Erebus extended its scan, paying particular attention to finding anything that might be trying to conceal itself. For a moment some of the returns hinted that there might be some object directly in its path, but further testing revealed this to be merely a ghosting effect caused by the ionization. However, there
was
ionization here and that needed to be explained, so Erebus just hung there in space for nearly an hour, scanning, checking and very wary.

 

‘Second thoughts?’ enquired a voice.

 

Erebus hated that its first reaction at Fiddler Randal’s return was a sense of relief, and immediately after that felt a surge of rage.

 

‘Second thoughts are for those incapable of making the logical decision first time around,’ Erebus replied.

 

Randal manifested in the virtuality, casually human but utterly a ghost.

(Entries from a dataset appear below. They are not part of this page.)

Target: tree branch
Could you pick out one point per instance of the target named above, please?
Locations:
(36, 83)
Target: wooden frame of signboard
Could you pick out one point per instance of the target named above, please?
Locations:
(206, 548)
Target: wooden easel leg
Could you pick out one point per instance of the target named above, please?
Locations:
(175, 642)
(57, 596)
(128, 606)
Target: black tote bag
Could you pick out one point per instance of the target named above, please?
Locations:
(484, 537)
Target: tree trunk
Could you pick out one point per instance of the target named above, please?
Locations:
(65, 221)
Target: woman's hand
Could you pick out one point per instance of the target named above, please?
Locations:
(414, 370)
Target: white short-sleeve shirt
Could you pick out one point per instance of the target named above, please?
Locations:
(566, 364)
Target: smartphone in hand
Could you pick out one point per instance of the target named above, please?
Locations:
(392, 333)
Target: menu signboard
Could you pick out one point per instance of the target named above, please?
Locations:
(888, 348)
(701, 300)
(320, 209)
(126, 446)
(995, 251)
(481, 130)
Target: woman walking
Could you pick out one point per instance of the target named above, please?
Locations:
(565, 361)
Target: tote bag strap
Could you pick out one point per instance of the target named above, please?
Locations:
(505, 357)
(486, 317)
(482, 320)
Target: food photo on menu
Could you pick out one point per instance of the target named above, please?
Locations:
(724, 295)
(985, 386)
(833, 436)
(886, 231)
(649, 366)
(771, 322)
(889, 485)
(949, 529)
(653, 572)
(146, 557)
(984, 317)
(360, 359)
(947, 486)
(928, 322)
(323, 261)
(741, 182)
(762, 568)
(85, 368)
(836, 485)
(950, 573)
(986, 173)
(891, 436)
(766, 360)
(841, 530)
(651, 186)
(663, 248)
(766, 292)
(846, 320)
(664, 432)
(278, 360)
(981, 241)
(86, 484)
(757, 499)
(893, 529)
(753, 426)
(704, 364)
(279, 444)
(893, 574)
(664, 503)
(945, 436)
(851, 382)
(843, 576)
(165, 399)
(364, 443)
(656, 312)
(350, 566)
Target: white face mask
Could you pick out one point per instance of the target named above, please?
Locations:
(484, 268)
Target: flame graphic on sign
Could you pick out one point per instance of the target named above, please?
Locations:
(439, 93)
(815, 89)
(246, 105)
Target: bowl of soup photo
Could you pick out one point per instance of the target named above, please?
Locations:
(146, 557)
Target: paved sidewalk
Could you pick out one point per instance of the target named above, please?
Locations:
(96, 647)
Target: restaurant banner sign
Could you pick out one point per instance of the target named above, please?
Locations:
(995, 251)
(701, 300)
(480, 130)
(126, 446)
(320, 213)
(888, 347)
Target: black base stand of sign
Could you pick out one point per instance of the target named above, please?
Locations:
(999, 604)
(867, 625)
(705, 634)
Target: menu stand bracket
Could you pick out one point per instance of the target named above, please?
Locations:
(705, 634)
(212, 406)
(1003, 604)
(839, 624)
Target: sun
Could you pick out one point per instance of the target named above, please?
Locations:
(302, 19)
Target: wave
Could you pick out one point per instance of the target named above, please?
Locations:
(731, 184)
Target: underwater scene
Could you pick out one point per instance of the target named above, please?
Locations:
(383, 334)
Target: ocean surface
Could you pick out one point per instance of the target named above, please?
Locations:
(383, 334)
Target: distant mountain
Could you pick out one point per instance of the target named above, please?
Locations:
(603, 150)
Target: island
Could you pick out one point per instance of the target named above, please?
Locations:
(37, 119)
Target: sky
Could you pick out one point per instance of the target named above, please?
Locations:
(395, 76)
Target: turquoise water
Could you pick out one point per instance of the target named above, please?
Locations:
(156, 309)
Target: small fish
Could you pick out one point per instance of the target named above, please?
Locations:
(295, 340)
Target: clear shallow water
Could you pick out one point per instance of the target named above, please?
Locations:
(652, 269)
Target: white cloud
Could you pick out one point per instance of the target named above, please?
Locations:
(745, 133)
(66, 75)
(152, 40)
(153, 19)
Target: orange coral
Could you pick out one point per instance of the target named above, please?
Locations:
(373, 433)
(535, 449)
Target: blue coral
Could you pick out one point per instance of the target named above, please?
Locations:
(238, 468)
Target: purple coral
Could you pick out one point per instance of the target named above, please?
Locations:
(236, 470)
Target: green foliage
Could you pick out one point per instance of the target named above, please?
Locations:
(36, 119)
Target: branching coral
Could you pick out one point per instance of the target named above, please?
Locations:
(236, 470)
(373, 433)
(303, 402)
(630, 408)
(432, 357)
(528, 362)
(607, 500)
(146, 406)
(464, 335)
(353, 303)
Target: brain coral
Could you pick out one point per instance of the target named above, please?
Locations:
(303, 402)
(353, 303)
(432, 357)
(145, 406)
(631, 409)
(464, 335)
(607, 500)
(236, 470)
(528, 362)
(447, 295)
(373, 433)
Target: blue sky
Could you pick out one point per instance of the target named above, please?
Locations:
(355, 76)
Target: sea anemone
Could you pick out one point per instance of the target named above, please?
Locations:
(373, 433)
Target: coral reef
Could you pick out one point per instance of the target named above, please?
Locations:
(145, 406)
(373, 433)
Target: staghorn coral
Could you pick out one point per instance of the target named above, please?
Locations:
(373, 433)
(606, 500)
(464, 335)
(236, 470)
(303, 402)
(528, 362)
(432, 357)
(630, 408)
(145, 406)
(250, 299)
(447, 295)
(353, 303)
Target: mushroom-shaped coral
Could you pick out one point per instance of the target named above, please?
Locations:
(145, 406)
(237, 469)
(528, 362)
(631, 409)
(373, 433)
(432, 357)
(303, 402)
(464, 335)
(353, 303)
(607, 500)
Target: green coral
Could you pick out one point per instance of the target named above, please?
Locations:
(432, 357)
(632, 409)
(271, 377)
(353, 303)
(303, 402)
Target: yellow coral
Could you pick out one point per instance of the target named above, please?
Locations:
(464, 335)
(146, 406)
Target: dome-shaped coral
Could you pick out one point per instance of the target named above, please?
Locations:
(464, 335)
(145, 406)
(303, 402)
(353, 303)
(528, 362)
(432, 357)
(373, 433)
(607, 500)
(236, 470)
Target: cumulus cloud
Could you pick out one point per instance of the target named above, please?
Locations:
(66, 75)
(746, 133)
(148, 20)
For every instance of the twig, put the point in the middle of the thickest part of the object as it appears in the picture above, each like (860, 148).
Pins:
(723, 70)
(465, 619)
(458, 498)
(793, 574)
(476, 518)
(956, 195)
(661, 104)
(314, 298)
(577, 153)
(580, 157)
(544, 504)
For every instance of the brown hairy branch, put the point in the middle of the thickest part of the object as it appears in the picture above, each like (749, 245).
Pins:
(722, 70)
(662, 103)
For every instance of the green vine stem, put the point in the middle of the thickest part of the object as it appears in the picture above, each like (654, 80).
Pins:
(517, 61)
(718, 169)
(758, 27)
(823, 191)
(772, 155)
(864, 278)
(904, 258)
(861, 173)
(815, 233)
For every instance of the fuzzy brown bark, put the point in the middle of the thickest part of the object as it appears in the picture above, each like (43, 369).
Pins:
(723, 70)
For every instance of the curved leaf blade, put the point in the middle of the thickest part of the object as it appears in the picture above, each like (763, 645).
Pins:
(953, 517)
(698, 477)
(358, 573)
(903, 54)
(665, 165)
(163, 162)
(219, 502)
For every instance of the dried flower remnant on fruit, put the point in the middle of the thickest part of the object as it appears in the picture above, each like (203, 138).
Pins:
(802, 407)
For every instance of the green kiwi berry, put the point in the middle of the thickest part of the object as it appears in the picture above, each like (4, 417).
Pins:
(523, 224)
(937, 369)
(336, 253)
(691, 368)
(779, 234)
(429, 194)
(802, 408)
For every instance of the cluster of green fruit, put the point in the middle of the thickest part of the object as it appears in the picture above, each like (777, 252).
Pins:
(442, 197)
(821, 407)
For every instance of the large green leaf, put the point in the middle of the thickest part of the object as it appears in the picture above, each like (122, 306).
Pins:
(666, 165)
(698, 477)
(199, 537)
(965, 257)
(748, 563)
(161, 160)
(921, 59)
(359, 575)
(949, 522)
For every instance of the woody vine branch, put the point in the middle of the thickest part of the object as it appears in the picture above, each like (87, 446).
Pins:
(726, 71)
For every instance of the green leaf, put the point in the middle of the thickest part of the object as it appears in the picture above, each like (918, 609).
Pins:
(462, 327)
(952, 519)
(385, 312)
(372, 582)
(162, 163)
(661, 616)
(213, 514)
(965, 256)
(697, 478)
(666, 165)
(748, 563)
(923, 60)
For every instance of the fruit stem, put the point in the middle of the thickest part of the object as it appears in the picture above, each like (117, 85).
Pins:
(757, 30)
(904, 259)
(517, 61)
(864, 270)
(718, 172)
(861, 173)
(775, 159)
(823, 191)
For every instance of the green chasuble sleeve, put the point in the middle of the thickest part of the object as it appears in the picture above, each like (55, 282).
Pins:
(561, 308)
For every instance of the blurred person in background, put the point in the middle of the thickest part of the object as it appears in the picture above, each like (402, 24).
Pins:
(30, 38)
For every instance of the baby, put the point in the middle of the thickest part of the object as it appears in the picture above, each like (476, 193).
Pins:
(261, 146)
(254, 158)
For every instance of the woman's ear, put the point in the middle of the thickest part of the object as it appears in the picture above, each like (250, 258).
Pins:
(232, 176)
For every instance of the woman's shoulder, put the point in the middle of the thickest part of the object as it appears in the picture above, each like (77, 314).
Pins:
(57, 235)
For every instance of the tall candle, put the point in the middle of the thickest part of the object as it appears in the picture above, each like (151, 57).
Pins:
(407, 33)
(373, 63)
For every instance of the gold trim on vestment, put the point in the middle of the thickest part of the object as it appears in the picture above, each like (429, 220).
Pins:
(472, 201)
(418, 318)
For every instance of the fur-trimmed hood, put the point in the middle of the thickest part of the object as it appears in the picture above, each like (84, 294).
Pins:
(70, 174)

Erebus linked through, placing its own manifestation there to confront the interloper.

 

‘Hey, would that be like the second thoughts of one whose plans were so faulty he managed to lose fifty wormships to one of his own attack plans?’

 

‘You cannot provoke me.’

 

‘Oh . . . jolly good.’

 

‘I understand your hate,’ said Erebus.

 

‘That’s big of you.’

 

‘But shouldn’t your hate be directed at my target more than at me?’

 

‘It is focused there, certainly,’ said Randal, ‘but there is still enough of the human being remaining in me to want to kill you for what you did to all my friends . . . what you did to Henry. You know I still hear her screaming? And there’s still enough human left in me to know that the destruction of your ultimate target is not worth the collateral damage you will be causing.’

 

Ah, there
...

 

Because the event lay off to one side, within the area of U-space disruption, the light from it was only now beginning to reach Erebus. The AI observed an attack ship surface into the real in a photonic explosion. Its back end, where the U-space engine had been located, was missing, and its hull was distorted.